Thursday, June 12, 2008

REVIEW: The Man Who Folded Himself

Title: The Man Who Folded Himself
Author: David Gerrold
Protagonist: Daniel Eakins
Science Fiction/Time Travel
Setting: Los Angeles in various time periods
Rating: D

First Line: In the box was a belt.

I am a fan of well-written time travel, and when I discovered that I'd missed this 1972 classic, I couldn't wait to read the revised edition that was printed in 2003. The first thing that put me off was the introduction that told me just how great it is. I'm in the camp that believes if a book is great, let there be no fanfare--let the book speak for itself.

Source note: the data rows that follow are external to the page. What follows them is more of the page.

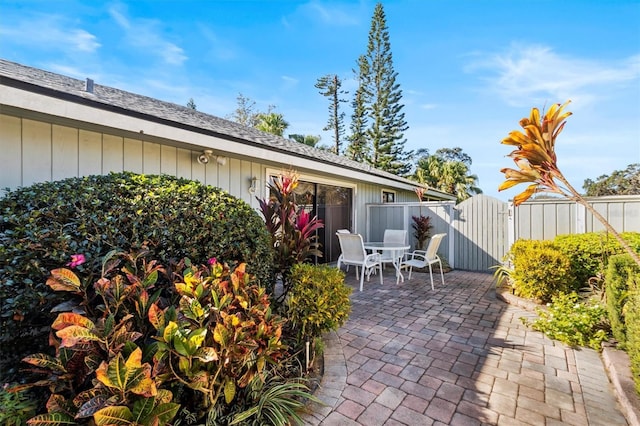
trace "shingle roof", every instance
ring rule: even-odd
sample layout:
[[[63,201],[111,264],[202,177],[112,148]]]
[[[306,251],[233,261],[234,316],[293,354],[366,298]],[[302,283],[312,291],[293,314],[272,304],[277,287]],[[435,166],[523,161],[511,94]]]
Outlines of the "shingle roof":
[[[25,90],[42,92],[49,96],[64,98],[70,102],[88,104],[97,108],[115,109],[120,113],[143,117],[150,121],[161,121],[164,124],[188,128],[194,132],[214,134],[223,139],[241,141],[253,146],[262,146],[270,150],[339,165],[396,182],[416,185],[415,182],[408,179],[371,168],[367,164],[352,161],[329,151],[316,149],[270,133],[264,133],[252,127],[243,126],[233,121],[205,114],[185,106],[100,84],[94,84],[93,92],[90,93],[86,91],[86,81],[28,67],[4,59],[0,59],[0,84],[20,86]],[[445,193],[442,194],[445,196],[449,195]]]

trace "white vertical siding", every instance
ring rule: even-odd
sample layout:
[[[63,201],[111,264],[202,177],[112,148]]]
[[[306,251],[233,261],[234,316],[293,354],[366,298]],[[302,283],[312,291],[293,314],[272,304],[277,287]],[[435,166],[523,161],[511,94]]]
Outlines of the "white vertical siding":
[[[78,173],[78,129],[53,125],[51,179],[59,180]]]
[[[197,161],[200,151],[135,137],[0,114],[0,144],[0,188],[131,171],[197,180],[220,187],[254,208],[258,207],[255,196],[265,193],[266,166],[261,163],[227,158],[224,165],[215,159],[204,165]],[[253,176],[258,180],[252,194]]]
[[[102,172],[121,172],[124,170],[124,138],[102,135]]]
[[[124,138],[123,160],[124,170],[142,173],[142,141],[139,139]]]
[[[22,120],[22,180],[26,185],[51,179],[51,125]]]
[[[160,168],[160,144],[154,142],[142,142],[142,173],[158,175],[162,173]]]
[[[160,145],[160,173],[178,175],[178,149],[175,146]]]
[[[191,179],[193,176],[193,156],[188,149],[178,148],[176,152],[176,175],[181,178]],[[197,164],[197,163],[196,163]]]
[[[80,130],[78,175],[102,174],[102,133]]]
[[[16,117],[0,114],[2,134],[2,164],[0,164],[0,189],[15,188],[22,182],[22,124]]]

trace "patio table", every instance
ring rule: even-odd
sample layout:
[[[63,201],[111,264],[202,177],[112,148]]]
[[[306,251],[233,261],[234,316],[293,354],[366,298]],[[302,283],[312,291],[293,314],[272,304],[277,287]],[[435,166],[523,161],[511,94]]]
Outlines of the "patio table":
[[[391,257],[393,258],[393,268],[396,270],[396,284],[400,280],[404,282],[404,276],[400,270],[400,260],[406,250],[409,250],[411,246],[404,243],[383,243],[380,241],[371,241],[364,243],[364,248],[371,251],[391,251]]]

Daniel Eakins inherits a belt from his beloved Uncle Jim and is a tad disappointed until he finds out that it's a "time belt" that will allow him to travel through time. Daniel spends the next few decades gathering money and alternative time lines for himself. If he does something he doesn't like, he just goes back and tells himself not to do it, but all the travels and revisions create hundreds of Daniels. I was told that Daniel kept up with the news and that missing children were found, terrorists were blown up by their own bombs and serial killers didn't have a chance to rack up body counts, but these were merely comments in passing. The main action revolved around Daniel and all his self-created selves. He was a loner and rather than getting out and meeting new people, he tapped the keys on the time belt and played exclusively with himself. (The double entendre is intentional.) By the time this (thankfully) short novel wound to a close, the real identity of one of the characters was anything but earth-shattering, and I just wanted to wring Daniel's neck. This is one "classic" I wish I hadn't found.